Mansfield, Mass.-based Covidien faces some stiff competition in the renal denervation market, where Medtronic’s (NYSE:MDT) Symplicity system, gained through the January 2011 acquisition of Ardian, already has a head start. Medtronic is also the closest winning to FDA approval for renal denervation, with U.S. clinical trials approved in the summer of 2011.
In May 2012 St. Jude Medical (NYSE:STJ) landed CE Mark approval and announced commercial launch for its Enlightn renal denervation system as a treatment for hypertension. St.
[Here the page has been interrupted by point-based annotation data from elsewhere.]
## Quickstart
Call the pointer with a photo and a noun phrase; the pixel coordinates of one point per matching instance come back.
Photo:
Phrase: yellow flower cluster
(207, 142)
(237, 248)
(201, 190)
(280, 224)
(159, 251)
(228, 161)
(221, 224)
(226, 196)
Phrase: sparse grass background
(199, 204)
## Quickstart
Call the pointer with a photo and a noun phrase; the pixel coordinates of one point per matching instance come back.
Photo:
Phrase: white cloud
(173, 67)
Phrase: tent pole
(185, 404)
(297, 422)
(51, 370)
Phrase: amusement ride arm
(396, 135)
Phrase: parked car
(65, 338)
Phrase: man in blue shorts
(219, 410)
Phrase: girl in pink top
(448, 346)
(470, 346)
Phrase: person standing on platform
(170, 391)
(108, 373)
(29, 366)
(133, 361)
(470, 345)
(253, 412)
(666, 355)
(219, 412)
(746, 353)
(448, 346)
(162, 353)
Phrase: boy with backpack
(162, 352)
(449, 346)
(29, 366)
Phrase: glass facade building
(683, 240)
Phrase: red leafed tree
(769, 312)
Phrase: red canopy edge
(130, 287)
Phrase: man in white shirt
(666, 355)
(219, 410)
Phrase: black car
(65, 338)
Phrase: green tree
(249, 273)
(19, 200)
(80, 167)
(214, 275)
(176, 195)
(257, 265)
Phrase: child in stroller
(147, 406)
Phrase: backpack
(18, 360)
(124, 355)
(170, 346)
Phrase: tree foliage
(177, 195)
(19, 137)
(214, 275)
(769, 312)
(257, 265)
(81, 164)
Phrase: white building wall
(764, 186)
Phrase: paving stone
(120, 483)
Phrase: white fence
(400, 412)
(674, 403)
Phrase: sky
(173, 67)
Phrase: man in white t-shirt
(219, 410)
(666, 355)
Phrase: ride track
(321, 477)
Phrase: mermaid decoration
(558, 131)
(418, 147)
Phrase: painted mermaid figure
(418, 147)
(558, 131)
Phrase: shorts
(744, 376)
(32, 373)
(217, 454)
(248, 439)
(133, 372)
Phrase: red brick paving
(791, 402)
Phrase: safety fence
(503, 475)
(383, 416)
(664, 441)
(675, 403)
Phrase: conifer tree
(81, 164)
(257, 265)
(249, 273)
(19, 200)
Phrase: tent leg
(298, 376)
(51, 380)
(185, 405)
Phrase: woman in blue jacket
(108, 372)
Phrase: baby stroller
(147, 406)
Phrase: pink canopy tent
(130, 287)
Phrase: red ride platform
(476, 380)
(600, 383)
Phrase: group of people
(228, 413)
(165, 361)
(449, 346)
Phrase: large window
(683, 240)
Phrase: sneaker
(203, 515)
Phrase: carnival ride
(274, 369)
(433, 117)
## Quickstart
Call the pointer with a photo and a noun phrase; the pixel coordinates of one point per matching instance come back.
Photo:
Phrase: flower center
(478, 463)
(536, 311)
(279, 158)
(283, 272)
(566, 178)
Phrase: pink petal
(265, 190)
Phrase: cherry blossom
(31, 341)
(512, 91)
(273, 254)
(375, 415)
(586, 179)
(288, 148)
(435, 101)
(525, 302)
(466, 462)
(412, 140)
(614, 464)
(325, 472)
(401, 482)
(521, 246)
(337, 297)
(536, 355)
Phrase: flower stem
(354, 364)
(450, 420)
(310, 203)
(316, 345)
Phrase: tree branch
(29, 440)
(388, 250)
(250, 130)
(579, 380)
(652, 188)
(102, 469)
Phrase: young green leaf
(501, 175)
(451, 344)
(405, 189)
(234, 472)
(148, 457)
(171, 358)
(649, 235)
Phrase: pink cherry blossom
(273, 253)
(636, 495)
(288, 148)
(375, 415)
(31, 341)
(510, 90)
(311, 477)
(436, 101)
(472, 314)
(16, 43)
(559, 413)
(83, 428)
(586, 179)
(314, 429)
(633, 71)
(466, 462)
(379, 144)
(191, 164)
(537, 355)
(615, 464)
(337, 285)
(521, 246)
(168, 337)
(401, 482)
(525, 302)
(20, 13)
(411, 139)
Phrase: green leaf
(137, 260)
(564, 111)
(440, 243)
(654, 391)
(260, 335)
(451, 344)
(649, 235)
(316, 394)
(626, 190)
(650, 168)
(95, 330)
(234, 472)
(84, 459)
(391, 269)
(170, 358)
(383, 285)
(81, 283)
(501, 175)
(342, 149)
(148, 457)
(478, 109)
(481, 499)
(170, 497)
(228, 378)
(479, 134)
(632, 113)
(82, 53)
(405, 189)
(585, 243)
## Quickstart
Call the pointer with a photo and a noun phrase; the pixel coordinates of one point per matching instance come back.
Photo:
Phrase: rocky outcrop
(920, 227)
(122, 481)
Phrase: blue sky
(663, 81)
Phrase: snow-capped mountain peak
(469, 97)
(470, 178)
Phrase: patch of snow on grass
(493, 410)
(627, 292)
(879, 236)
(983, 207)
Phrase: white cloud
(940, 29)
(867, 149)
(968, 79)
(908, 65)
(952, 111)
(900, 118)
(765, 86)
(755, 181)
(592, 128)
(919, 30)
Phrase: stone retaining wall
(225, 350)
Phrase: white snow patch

Jude last year touted study results finding that its Enlightn renal denervation system lowered high blood pressure faster than Medtronic’s Symplicity.
Fellow medtech giant Boston Scientific’s (NYSE:BSX) also looking to stay apace in the highly competitive renal denervation market, expecting CE Mark approval and European commercial launch for its RDN system sometime this year. Boston Scientific expects to begin U.S. clinical trials in 2014.
The OneShot system, which Covidien gained through the April 2012 acquisition of Maya Medical in a deal worth up to $230 million, delivers radiofrequency energy to the nerves lining the outer wall of the renal arteries in order to help treat high blood pressure that isn’t properly controlled by drug therapy.